There are approximately 7.85 billion people in the world. I care about dozens of them. Maybe over a hundred, but certainly less than 500. Which means there are approximately 7.85 billion people in the world that I simply don’t care about. It sounds a little strange, cold even, to say it like that, but it’s true. I’m not a sociopath or anything. I have a general feeling of goodwill towards everyone and everything. If I had three wishes, I’d probably use one of them to grant everyone happiness or contentment or something. But, that’s different than actually caring.
I’d imagine most people are in a similar situation as I am. Basically, almost all of the other people on the planet are abstract to me. I know they exist only because I typed a question into a search engine and the search engine told me there are approximately 7.85 billion people. I believe the search engine. Computers are supposed to be very reliable when it comes to data, but I have no actual experience of these people. It’s hard, for me at least, to care about abstractions. To be clear, when I say I don’t care, I mean it in the strictest sense. There’s no real feeling one way or the other. I don’t like them or dislike them. They don’t affect my life in any perceivable way.

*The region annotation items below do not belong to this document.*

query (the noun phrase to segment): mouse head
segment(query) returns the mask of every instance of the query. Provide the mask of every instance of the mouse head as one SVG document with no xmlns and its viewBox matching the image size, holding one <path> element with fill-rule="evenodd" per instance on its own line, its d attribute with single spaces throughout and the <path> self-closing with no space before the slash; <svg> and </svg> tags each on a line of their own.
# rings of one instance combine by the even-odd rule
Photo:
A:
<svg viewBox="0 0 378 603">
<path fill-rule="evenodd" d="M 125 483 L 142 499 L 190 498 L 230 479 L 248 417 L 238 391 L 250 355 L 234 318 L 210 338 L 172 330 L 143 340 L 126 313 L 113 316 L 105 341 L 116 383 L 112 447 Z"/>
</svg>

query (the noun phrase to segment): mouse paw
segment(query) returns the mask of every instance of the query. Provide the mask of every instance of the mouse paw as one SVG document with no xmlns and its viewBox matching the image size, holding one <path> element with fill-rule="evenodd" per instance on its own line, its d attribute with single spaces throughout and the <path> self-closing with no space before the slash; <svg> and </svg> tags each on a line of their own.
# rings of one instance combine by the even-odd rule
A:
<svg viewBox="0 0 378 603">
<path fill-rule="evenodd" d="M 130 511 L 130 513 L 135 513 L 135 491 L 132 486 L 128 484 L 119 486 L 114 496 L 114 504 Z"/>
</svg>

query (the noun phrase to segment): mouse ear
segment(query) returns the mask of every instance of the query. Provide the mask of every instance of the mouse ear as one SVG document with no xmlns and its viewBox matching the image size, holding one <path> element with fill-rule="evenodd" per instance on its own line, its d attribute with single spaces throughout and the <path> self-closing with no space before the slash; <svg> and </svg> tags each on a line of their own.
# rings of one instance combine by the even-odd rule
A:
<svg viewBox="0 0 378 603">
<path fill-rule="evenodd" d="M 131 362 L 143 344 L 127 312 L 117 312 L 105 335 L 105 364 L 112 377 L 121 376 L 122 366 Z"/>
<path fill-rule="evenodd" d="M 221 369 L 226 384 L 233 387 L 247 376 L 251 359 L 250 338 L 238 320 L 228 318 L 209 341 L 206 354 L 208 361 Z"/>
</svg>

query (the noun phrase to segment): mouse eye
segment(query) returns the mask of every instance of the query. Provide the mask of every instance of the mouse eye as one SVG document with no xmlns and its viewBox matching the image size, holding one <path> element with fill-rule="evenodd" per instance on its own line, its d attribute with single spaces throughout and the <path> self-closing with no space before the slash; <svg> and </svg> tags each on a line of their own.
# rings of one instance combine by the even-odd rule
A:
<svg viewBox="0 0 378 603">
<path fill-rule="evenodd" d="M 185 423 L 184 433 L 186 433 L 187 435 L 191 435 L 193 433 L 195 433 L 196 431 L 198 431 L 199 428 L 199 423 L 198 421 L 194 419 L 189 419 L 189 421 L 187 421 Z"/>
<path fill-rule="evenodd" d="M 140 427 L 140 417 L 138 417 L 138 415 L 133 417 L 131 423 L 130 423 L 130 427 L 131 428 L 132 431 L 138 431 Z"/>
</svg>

There are a few different ways to get from my lack of care about most people to my general goodwill towards all people. I’m just going to sketch them quickly. If anyone wants more detail, let me know and I’ll be happy to provide it. It starts with a kind of variation on the Golden Rule. (Fun fact, this is about as close to deontology as I get.) I have a basic belief that virtually everyone is the same. I don’t mean in terms of capacities or personality or anything like that. I mean in terms of moral worth. So, on pain of being inconsistent, I have to want for most people the same things I want for myself and those I do care about. Without relevant differences, I have no grounding for any other position.
Next, is the fact that I care about things as well as people. I have direct experience of my town, state, country, the planet, the environment, and a whole host of similar things. I have experience of schools and markets and jobs and society. And, I care about these things (I don’t always like them, but I care about them). I want what is good for them. It just so happens that the things that are good for the environment and society and all that are good for the people who live in and with these things.
Also, I care about ideas. I like justice. I hate injustice. As a result, I am interested in having more justice and less injustice. This probably sounds a bit funny. We are used to hearing, “Justice for [insert victim’s name here].” But, odds are I don’t know the victim, even if I know the victim’s name. I’m less interested in justice for the victim than I am in justice for the sake of justice. If I had to care about each victim to care about justice, I wouldn’t have the capacity.
Now, six paragraphs in, just to drive all of my writing teachers a little crazy, I’m going to start talking about the point I wanted to make. I don’t understand how anyone could be different than I am when it comes to caring. I’m not saying that as a rhetorical device to persuade others to be more like me. It’s a statement of fact. I don’t understand. How do people care about things and people that do not impact them in any way?
I guess I’m mostly asking conservatives this question. At least here, in America, they are the ones who make a big fuss over the things that don’t affect them at all. For example, they seem to care deeply about the private lives of LGBTQA+ individuals. I don’t get it. How? Why? I just don’t care about what any consenting, grown-up people do with each other or with themselves. Caring about who some stranger is kissing, what they are wearing, or where they are pissing makes about as much sense as caring whether it will rain in Hartford on May 8, 3126. It’s creepy. It’s like taking voyeurism to the craziest possible extreme. It seems pathological to me.
Anyway, that’s where I am. Strangely, I care about why other people care about things they shouldn’t. If I knew why, maybe I could help them stop caring. Then we’d have more room for everyone and everything I do care about.